En 2020, une exposition présentant mes différents travaux a été accueillie par le Stedelijk Museum d’Amsterdam. Un ouvrage rétrospectif sera publié en 2021 par MACK.

Est-il légitime de parler d’un regard de femme dans la photographie ? Vous sentez-vous concernée ?

Oui, et pourtant beaucoup d’hommes savent aussi photographier d’une manière subtile, avec plus d’empathie et d’intérêt. En général, il est plus facile pour une femme d’approcher les gens, de gagner leur confiance, de creuser, de ressentir et de comprendre ce que l’on ne dit pas. Cette manière de travailler provient souvent d’un besoin ressenti par les femmes. Un besoin que moi-même, je ressens.

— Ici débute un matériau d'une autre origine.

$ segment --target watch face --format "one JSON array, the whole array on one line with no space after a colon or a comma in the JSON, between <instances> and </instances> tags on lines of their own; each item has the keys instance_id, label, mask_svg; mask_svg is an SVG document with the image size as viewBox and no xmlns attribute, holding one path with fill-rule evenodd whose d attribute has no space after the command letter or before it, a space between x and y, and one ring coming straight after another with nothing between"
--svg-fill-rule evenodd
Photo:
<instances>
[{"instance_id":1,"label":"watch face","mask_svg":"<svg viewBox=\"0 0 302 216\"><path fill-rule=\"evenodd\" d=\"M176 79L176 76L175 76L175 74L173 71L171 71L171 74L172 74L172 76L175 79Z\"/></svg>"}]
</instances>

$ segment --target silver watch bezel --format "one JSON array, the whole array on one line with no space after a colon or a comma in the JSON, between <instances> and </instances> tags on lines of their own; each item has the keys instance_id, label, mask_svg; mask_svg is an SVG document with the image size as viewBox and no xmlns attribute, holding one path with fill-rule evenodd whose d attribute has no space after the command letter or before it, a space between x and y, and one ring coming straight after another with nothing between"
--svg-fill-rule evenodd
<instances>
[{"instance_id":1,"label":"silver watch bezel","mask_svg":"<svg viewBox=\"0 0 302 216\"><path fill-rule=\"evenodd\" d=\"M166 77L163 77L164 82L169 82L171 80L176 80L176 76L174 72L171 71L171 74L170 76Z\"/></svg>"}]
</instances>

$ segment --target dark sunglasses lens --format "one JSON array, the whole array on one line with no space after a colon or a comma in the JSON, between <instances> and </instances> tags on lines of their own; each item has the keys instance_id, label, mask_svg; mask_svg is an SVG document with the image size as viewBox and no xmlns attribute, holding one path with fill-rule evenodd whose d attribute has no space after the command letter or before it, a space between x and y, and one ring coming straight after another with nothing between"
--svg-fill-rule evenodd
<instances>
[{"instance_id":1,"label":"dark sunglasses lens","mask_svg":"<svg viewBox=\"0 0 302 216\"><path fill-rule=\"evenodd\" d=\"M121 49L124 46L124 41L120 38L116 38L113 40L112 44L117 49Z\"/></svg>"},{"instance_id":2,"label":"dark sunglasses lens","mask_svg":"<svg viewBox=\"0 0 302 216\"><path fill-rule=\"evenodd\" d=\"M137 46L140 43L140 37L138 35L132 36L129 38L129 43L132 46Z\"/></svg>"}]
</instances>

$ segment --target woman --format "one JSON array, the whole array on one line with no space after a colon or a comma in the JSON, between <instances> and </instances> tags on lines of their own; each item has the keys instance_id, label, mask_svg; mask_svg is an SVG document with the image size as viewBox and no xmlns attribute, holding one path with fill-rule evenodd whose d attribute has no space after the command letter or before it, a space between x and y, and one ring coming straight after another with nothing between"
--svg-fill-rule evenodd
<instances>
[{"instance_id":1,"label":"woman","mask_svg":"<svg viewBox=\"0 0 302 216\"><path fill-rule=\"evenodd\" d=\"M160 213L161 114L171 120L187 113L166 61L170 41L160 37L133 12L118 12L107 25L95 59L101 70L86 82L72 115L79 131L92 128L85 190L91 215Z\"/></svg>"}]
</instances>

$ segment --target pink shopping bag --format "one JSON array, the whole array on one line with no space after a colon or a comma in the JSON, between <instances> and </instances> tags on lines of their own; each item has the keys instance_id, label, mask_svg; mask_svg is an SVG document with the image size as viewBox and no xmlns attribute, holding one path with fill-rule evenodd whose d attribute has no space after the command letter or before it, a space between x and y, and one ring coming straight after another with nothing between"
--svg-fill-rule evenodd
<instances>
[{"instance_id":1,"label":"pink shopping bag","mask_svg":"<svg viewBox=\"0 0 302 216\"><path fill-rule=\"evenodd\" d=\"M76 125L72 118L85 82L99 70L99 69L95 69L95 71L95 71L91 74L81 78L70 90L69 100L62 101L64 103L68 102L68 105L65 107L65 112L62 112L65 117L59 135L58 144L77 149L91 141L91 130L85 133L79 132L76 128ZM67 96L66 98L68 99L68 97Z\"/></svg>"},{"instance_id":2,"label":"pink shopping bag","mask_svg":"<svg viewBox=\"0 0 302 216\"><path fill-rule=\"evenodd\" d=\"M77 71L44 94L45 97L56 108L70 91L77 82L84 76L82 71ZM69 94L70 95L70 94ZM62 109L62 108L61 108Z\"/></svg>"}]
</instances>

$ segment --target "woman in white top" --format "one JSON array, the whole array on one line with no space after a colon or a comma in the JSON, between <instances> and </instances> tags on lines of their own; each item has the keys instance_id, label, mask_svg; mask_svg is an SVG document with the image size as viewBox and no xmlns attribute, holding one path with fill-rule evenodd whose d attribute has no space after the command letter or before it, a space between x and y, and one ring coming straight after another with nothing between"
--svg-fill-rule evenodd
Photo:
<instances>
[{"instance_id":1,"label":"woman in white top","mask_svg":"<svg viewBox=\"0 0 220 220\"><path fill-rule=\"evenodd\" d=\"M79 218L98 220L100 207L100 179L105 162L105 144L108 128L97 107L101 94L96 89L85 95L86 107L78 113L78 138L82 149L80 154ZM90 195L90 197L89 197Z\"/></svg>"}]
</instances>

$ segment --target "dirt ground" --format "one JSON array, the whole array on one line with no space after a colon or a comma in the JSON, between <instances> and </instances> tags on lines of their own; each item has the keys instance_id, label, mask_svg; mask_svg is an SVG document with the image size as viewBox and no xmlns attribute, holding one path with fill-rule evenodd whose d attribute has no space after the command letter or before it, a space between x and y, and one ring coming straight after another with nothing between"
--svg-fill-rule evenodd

Est-ce que votre statut de femme a/a eu une influence sur votre statut d’artiste ?

Pour moi, cela a été plus facile. Je n’ai personnellement jamais connu les effets négatifs d’être une femme. Une fois, alors que je commençais à travailler pour un magazine en tant que photographe documentaire, je m’étais sentie intimidée par tous les hommes et leurs collections impressionnantes de boîtiers, moi qui n’étais venue qu’avec un Nikon et un objectif 50 mm. Nous attendions tous de rentrer dans une pièce, un par un, pour faire le portrait de l’écrivaine Doris Lessing. Chacun disposait de deux minutes pour prendre sa photo. J’étais terriblement nerveuse mais, lorsque mon tour est venu, Doris Lessing a commencé à me parler, me poser des questions pour me calmer. J’ai pu prendre mon temps pour faire son portrait.

Vivez-vous de votre art ?

En partie.

Quels sont les auteur(e)s qui vous inspirent ? Parmi eux/elles, y a-t-il des femmes photographes ?

Mes auteurs favoris sont les écrivains russes. J’admire aussi beaucoup une femme photographe d’origine russe et tatare : Ljalja Kuznetsova.

J’aime lire l’écrivain français Kamel Daoud pour ses descriptions aussi sensibles et subtiles que réalistes et fortes du désert, de la chaleur, de la tension, des pensées et émotions de ses sujets.  On pourrait d’ailleurs peut-être dire de lui qu’il possède, d’une certaine manière, un regard de femme.

Bertien van Manen

BIO


Née aux Pays-Bas en 1942, Bertien van Manen vit actuellement à Amsterdam. Après avoir commencé sa carrière en tant que mannequin, la photographe est passée derrière l’objectif et a réalisé des photos de mode. En 1976, elle découvre le livre The American, de Robert Frank, qui l’amène vers la photographie documentaire. Travaillant ses sujets en profondeur, avec sensibilité, elle documente les pays de l’Est (A Hundred Summers, A Hundred Winters, 1991), la Chine (East Wind, West Wind, 2001) ou encore les Appalaches (Moonshine, 2014). Exposées pour la toute première fois à la Photographer’s Gallery de Londres, en 1977, ses œuvres font aujourd’hui partie de nombreuses collections. Parmi elles, le MoMA à New York, la Swiss Foundation for Photography, le Metropolitan Museum of Photography de Tokyo ou encore le Rijksmuseum d’Amsterdam.